If you can’t make payments, consider the next steps
About a third of federal student loan borrowers (34%) say they use the loan payment money for necessities, like rent and food, which could indicate these expenses might not be covered otherwise. When asked when it was financially possible for them to start repaying their loan again, 11% of federal borrowers say 2022 or beyond and 10% of borrowers say they don’t know when they will be able to do so, according to the ‘investigation. .

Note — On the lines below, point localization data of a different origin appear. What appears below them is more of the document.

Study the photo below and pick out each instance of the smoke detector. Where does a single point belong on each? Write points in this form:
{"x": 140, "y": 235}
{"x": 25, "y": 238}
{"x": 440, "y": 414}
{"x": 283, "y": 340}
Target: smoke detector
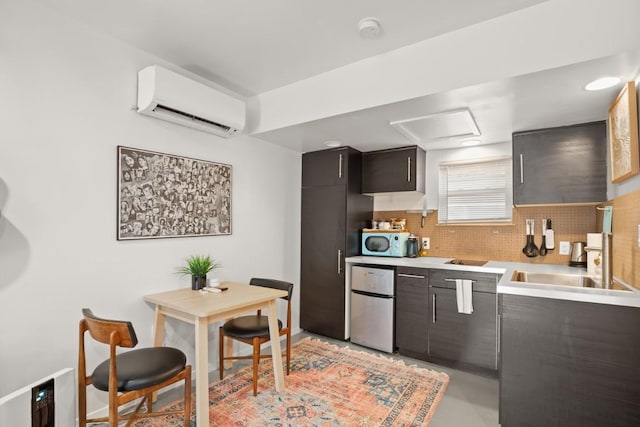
{"x": 369, "y": 28}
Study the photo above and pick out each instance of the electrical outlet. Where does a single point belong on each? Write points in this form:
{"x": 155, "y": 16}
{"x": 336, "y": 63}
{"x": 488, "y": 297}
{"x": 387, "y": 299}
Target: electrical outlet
{"x": 426, "y": 242}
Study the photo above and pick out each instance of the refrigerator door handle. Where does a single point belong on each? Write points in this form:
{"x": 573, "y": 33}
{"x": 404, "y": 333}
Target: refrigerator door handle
{"x": 371, "y": 294}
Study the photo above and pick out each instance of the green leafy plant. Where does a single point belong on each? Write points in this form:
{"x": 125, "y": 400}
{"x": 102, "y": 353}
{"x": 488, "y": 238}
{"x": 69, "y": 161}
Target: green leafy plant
{"x": 198, "y": 265}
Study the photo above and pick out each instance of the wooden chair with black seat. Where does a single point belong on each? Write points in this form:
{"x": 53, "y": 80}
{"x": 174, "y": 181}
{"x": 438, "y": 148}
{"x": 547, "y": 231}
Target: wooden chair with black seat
{"x": 129, "y": 375}
{"x": 254, "y": 330}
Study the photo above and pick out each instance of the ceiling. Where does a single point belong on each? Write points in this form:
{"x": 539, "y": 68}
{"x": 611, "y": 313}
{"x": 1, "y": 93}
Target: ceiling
{"x": 253, "y": 47}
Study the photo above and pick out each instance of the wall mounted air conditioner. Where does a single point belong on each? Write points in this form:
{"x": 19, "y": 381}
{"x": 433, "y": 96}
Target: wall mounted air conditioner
{"x": 170, "y": 96}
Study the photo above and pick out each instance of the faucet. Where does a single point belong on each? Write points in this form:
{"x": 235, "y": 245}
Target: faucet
{"x": 607, "y": 254}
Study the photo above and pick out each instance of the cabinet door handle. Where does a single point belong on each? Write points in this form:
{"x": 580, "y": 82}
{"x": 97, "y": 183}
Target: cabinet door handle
{"x": 413, "y": 276}
{"x": 433, "y": 305}
{"x": 498, "y": 339}
{"x": 521, "y": 168}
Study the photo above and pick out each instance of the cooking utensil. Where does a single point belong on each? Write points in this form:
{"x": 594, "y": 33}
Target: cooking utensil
{"x": 578, "y": 255}
{"x": 543, "y": 245}
{"x": 530, "y": 249}
{"x": 412, "y": 246}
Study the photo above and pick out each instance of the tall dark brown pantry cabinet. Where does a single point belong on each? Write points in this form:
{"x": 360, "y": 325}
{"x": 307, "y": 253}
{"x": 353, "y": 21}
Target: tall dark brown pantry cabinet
{"x": 334, "y": 212}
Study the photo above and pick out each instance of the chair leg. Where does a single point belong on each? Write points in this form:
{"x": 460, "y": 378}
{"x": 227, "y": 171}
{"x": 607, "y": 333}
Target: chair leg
{"x": 221, "y": 353}
{"x": 256, "y": 360}
{"x": 82, "y": 405}
{"x": 149, "y": 398}
{"x": 288, "y": 352}
{"x": 187, "y": 397}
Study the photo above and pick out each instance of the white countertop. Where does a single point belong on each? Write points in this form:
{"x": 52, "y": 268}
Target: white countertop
{"x": 506, "y": 286}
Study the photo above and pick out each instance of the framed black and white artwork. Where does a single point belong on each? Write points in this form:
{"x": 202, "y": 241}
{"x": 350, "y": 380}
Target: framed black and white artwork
{"x": 165, "y": 195}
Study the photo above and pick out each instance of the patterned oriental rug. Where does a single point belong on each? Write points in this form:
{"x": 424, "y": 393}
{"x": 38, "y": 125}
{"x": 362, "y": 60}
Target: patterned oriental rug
{"x": 328, "y": 386}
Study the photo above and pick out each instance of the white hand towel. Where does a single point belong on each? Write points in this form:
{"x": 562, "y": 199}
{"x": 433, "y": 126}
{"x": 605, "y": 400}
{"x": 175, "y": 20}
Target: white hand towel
{"x": 464, "y": 297}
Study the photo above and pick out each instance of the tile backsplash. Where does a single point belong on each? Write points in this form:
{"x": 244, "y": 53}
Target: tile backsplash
{"x": 502, "y": 242}
{"x": 505, "y": 242}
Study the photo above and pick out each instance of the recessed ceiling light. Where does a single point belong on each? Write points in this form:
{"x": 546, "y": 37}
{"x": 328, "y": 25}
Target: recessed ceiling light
{"x": 602, "y": 83}
{"x": 332, "y": 144}
{"x": 470, "y": 143}
{"x": 369, "y": 28}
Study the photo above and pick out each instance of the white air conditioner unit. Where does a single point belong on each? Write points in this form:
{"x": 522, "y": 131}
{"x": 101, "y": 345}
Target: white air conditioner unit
{"x": 170, "y": 96}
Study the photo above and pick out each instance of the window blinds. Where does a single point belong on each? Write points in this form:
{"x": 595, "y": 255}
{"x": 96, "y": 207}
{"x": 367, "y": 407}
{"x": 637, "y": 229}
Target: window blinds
{"x": 475, "y": 191}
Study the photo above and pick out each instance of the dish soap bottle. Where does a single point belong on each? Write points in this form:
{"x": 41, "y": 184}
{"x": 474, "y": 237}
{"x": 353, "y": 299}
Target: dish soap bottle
{"x": 543, "y": 245}
{"x": 550, "y": 236}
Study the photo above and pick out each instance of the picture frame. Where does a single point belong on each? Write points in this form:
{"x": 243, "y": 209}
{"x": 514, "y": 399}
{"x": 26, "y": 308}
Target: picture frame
{"x": 623, "y": 134}
{"x": 166, "y": 196}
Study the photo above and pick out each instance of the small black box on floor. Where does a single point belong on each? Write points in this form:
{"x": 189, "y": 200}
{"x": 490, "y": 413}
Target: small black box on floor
{"x": 43, "y": 405}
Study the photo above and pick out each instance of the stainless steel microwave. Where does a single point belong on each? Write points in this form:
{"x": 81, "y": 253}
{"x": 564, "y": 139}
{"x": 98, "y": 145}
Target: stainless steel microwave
{"x": 384, "y": 243}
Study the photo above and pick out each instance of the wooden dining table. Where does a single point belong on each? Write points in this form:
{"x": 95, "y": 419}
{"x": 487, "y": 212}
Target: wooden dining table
{"x": 202, "y": 308}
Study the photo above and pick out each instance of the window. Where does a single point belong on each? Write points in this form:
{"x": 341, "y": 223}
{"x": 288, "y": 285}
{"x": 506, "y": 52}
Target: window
{"x": 475, "y": 191}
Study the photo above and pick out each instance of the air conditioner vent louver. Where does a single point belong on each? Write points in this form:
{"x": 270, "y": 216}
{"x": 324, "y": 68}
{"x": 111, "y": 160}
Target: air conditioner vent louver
{"x": 192, "y": 117}
{"x": 170, "y": 96}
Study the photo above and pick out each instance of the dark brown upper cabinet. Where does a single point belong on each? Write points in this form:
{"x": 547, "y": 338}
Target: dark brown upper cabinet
{"x": 560, "y": 165}
{"x": 393, "y": 170}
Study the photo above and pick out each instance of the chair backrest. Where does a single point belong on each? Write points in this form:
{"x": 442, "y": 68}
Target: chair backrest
{"x": 274, "y": 284}
{"x": 102, "y": 329}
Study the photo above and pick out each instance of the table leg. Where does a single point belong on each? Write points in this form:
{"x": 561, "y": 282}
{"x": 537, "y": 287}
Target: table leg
{"x": 276, "y": 353}
{"x": 158, "y": 337}
{"x": 202, "y": 372}
{"x": 158, "y": 328}
{"x": 228, "y": 350}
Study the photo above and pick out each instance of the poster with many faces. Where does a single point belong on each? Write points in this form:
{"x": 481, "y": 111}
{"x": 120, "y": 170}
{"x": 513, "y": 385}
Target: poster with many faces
{"x": 166, "y": 195}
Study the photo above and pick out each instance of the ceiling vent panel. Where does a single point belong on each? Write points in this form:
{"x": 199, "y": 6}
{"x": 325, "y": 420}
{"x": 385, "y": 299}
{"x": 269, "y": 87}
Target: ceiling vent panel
{"x": 446, "y": 124}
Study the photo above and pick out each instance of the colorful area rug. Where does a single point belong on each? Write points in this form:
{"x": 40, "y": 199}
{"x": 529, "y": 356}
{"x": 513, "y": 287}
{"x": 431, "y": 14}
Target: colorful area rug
{"x": 328, "y": 386}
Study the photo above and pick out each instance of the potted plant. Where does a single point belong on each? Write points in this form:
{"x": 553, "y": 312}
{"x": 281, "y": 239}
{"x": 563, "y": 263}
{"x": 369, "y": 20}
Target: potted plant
{"x": 197, "y": 267}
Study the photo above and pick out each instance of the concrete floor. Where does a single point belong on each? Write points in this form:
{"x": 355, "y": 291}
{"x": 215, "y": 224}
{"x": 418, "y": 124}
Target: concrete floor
{"x": 470, "y": 400}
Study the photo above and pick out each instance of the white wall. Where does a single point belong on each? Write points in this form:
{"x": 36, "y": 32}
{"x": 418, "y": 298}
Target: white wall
{"x": 64, "y": 107}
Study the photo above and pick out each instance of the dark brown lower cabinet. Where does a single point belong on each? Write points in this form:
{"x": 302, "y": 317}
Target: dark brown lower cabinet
{"x": 412, "y": 311}
{"x": 567, "y": 363}
{"x": 459, "y": 339}
{"x": 429, "y": 326}
{"x": 465, "y": 339}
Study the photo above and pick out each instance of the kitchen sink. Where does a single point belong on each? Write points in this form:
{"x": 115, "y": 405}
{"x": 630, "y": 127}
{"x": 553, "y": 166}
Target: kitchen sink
{"x": 577, "y": 280}
{"x": 466, "y": 262}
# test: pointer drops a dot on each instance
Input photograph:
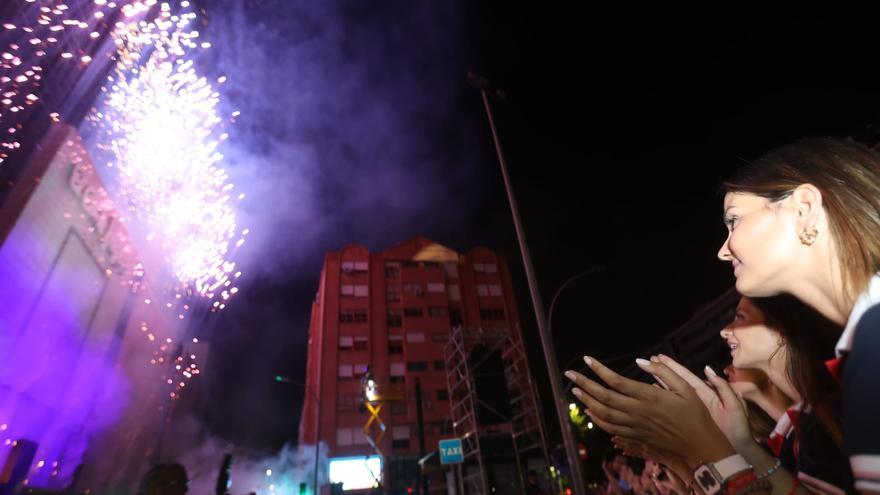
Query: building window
(360, 290)
(398, 408)
(397, 372)
(414, 289)
(417, 366)
(451, 269)
(392, 270)
(392, 293)
(394, 319)
(345, 371)
(360, 370)
(400, 432)
(492, 314)
(354, 267)
(395, 344)
(359, 437)
(344, 437)
(454, 292)
(348, 403)
(455, 317)
(412, 312)
(353, 316)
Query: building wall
(393, 311)
(76, 331)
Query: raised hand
(673, 420)
(720, 399)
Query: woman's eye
(731, 222)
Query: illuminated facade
(89, 338)
(393, 313)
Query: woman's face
(761, 243)
(752, 343)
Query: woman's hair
(809, 339)
(848, 175)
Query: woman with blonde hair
(803, 220)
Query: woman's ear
(807, 201)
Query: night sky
(619, 124)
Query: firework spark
(159, 122)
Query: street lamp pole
(546, 340)
(311, 391)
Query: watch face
(706, 480)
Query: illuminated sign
(356, 473)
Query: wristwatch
(710, 477)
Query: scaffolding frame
(524, 425)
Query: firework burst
(159, 123)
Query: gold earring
(808, 236)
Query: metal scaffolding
(524, 424)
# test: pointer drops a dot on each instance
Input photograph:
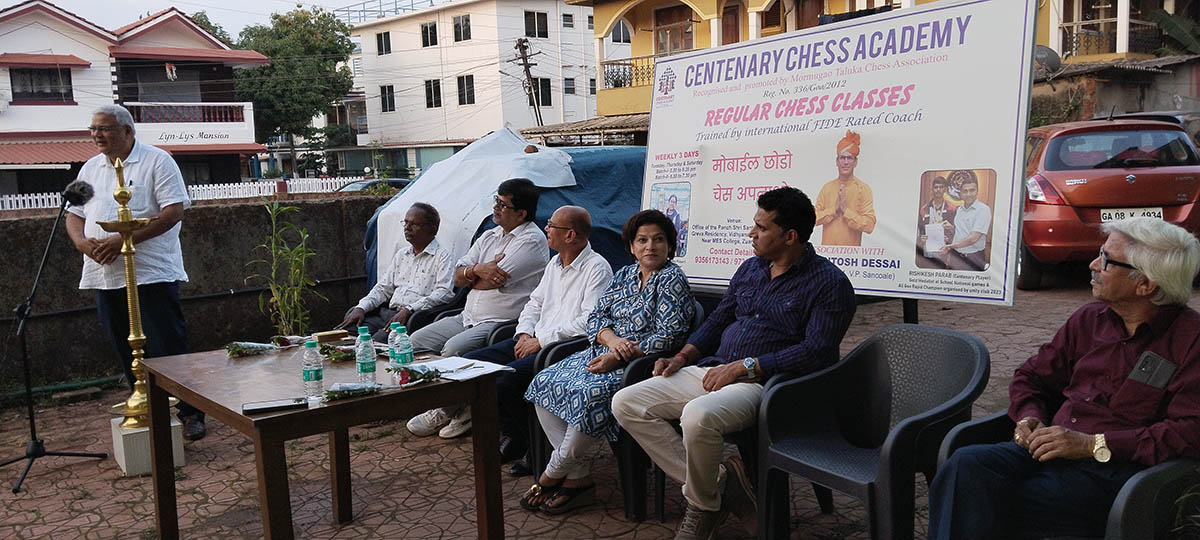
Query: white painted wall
(37, 33)
(499, 97)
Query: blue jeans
(1000, 491)
(510, 387)
(162, 323)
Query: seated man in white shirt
(419, 277)
(557, 311)
(502, 268)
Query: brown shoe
(193, 427)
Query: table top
(220, 385)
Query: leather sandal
(576, 497)
(538, 490)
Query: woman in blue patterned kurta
(647, 309)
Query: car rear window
(1120, 149)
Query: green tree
(202, 18)
(304, 79)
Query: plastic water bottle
(364, 357)
(400, 352)
(313, 372)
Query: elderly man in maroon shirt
(1116, 390)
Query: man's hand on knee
(1056, 442)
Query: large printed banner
(905, 129)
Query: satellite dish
(1047, 58)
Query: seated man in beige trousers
(784, 312)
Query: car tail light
(1041, 191)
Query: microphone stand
(36, 448)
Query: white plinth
(131, 448)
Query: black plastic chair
(868, 424)
(421, 318)
(1145, 505)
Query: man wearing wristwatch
(1115, 391)
(785, 311)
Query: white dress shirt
(155, 183)
(975, 219)
(559, 307)
(525, 259)
(414, 280)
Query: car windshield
(1120, 149)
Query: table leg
(274, 499)
(340, 474)
(162, 463)
(485, 436)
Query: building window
(383, 43)
(45, 85)
(467, 90)
(462, 28)
(621, 34)
(432, 94)
(541, 91)
(429, 34)
(537, 24)
(387, 99)
(673, 30)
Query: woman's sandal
(576, 497)
(538, 490)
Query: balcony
(178, 124)
(1099, 36)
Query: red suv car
(1083, 174)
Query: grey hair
(1165, 253)
(120, 113)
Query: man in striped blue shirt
(785, 311)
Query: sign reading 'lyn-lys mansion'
(905, 129)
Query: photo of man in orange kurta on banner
(845, 207)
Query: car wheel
(1029, 271)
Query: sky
(231, 15)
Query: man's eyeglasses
(1105, 262)
(498, 203)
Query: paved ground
(409, 487)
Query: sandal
(538, 490)
(576, 497)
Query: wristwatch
(1099, 450)
(750, 365)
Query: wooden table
(219, 385)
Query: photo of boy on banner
(845, 205)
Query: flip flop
(538, 490)
(576, 497)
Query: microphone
(78, 193)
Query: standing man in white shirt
(502, 268)
(420, 276)
(157, 191)
(557, 311)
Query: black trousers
(162, 323)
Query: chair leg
(774, 501)
(825, 498)
(660, 493)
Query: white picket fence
(199, 192)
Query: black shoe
(521, 468)
(511, 449)
(193, 427)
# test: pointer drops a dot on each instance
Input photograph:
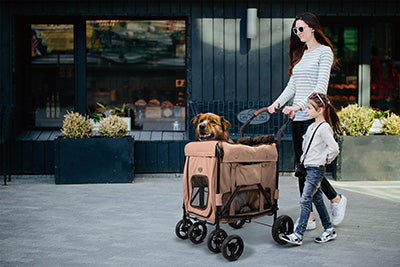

While it’s unrealistic for you to start payments again in February, you have options to avoid defaulting on your loans. For borrowers who cannot pay the full amount owed, an income-based repayment plan might be a good option. It caps your monthly payments at a certain percentage of your discretionary income and forfeits the remaining balance after 20 or 25 years, depending on the specific payment plan you choose.
If you qualify for eligibility – for example, if you are unemployed, receiving social benefits, or undergoing cancer treatment – deferring the student loan will completely suspend your payments and may even stop earning interest (depending on the type of loan you have).
If you do not qualify for deferral, student loan forbearance is also an option. You can forbear loans for up to 12 months at a time, but you will earn interest regardless of your loan type. All of these alternatives to a standard repayment plan can cost more in interest and time over the life of a loan. But they can also provide some leeway if your budget just doesn’t allow you to pay off your student loan right now.